I have certainly enjoyed your excellent web site on Lord Alfred Douglas. I am currently researching the life... of one of Bosie's friends (in mid to late life) the ever irrepressible and eccentric Welsh aristocrat - Evan Morgan (1893-1949) who in 1934 became Lord Tredegar. Evan was a member of the Catholic Poetry Society with Lord Alfred; and indeed, appears to have become one of Bosie's most loyal and thoughtful of friends in Lord Alfred's last few difficult years. Evan provided the stage for Bosie's swansong in 1943; the well-received lecture "The Principles of Poetry" - this was the Tredegar Memorial Lecture for the Royal Society of Literature. Also, Evan helped Bosie financially whenever possible and attended his funeral carrying a typical Evan-esque gigantic wreath (the only person to do so). Evan Morgan (Lord Tredegar) was an incredible and fascinating character.

(Note: Lord Tredegar indeed was another interesting man from the late Victorian era and I look forward to seeing more information about him on the web and in print in the future).




I know very little of either Lord Alfred or Oscar Wilde, but have become more interested of late in Wilde's works which has lead me to your fine website.
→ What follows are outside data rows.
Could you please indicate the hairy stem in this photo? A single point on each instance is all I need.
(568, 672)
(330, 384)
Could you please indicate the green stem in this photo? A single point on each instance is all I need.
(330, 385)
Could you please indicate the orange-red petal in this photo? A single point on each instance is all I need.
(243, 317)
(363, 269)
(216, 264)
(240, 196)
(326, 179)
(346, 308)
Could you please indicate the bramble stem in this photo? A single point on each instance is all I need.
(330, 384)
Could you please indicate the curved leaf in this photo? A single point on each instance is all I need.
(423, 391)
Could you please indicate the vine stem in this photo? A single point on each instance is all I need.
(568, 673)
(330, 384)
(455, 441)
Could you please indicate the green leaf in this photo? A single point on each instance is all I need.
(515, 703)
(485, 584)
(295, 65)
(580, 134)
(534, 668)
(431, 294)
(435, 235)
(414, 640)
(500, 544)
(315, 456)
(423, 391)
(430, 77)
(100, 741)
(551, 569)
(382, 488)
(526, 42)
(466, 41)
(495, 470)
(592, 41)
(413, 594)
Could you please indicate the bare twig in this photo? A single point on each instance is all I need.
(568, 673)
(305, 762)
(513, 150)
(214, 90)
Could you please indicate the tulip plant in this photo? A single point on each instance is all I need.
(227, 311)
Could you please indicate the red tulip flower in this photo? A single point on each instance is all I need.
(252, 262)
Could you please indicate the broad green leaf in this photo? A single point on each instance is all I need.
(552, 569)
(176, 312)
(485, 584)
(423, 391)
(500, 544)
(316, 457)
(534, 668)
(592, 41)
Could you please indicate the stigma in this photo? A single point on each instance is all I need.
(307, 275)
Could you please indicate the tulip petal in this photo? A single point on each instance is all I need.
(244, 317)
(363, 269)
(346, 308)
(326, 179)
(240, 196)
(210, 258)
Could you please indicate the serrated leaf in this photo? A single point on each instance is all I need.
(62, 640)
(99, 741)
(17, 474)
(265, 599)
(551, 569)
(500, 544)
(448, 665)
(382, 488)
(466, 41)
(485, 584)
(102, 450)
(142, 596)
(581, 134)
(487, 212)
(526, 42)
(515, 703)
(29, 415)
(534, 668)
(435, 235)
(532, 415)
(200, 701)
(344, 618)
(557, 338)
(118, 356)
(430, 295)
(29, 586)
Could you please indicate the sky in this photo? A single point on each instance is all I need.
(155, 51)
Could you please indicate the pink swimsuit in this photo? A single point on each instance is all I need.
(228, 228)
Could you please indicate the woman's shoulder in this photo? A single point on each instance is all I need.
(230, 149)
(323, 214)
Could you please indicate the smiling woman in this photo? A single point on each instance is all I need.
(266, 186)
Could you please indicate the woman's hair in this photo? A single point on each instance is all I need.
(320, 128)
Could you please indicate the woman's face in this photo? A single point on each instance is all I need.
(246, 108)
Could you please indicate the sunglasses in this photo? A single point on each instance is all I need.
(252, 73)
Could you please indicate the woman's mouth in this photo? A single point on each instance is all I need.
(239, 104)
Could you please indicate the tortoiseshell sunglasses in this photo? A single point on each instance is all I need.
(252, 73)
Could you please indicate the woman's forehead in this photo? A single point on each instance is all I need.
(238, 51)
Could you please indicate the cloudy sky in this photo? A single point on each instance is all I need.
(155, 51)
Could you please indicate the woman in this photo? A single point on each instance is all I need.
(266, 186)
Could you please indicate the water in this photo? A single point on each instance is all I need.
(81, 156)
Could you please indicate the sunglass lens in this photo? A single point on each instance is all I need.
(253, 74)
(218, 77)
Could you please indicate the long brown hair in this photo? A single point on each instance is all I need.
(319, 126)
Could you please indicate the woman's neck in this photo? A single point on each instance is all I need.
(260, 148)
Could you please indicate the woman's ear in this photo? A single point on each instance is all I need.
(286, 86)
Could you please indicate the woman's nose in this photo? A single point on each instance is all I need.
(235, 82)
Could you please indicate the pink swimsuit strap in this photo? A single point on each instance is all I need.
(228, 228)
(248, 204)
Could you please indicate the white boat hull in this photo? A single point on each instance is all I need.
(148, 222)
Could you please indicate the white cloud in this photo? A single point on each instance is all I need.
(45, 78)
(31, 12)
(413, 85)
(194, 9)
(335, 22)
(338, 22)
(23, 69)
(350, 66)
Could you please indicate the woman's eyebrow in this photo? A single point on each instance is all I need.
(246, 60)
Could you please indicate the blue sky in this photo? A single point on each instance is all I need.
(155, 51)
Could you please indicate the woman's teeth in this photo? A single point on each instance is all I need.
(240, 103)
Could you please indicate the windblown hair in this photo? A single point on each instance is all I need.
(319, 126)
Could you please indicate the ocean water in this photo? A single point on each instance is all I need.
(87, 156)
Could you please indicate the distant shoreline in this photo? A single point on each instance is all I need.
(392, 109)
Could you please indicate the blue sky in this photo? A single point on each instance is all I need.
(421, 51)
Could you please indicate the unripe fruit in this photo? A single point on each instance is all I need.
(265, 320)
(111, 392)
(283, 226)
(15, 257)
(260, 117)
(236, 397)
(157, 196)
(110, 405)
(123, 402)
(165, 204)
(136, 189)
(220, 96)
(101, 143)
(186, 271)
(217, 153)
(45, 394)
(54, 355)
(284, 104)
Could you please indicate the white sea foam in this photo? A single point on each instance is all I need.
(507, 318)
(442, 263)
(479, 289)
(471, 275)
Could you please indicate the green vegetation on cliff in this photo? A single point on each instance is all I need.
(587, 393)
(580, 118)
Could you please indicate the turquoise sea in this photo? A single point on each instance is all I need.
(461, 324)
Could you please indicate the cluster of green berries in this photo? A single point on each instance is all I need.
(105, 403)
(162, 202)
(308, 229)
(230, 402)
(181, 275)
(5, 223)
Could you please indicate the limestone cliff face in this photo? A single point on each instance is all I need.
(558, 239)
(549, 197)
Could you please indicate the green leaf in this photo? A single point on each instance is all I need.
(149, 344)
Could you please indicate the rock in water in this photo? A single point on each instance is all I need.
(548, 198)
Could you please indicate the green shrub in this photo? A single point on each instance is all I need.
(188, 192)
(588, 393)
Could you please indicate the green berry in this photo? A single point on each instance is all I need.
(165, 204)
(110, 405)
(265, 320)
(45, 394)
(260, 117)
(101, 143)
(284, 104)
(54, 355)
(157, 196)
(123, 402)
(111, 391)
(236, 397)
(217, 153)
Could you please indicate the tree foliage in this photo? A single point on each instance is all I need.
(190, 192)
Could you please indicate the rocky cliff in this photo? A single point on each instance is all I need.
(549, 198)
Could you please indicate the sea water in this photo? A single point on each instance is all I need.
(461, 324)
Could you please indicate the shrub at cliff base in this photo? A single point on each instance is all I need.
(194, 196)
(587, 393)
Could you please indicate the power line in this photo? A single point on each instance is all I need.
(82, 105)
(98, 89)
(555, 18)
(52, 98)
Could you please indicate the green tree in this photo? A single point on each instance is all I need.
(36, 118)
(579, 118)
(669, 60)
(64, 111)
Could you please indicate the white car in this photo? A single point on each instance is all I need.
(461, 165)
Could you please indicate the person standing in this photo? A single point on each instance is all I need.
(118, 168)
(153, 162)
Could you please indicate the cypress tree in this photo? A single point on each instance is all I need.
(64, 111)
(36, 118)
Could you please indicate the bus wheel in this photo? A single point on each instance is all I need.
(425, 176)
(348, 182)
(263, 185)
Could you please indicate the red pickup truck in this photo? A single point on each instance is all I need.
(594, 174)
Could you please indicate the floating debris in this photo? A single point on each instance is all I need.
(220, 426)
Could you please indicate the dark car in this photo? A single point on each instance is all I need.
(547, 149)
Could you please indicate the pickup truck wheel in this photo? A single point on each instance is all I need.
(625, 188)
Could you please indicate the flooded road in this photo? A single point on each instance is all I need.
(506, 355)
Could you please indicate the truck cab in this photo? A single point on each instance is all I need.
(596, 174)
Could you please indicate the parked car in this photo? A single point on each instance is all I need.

I am now trying to obtain a copy of Lord Alfred Douglas' poetry, but can only find two very expensive copies... Can you tell me if there is a more recent--and less expensive--edition of Bosie's works? Is there a better chance of finding a reasonable copy in Britain, than here in the United States? I am hoping that there is some edition that has recently been printed or is about to become available and that I have simply missed it in my search. Any help you might can provide would be most welcomed.

(Note: There are not many editions of his various poetry volumes that are currently in print. Copies may of older editions can be found on the internet).




I am writing as I was looking at your site on the famous Lord Alfred Douglas and wanted simply to know whether Douglas was a member of the Roman Catholic Church, or whether, like Wilde, he converted to the Catholic Faith on his deathbed or earlier in life. I noted that both he and his mother are buried in the Franciscan Monastery at Crawley, which made me guess that he was close to Catholicism in some way. Do you know anything about this?

(Note: Yes, Lord Alfred converted to Catholicism in mid-life, therefore he was considered a member of the church.)




Could you look for me the book written by Bosie in 1929, titled Oscar Wilde: A Summing Up. A xerox copy will do. If you have some to spare, I don't mind paying.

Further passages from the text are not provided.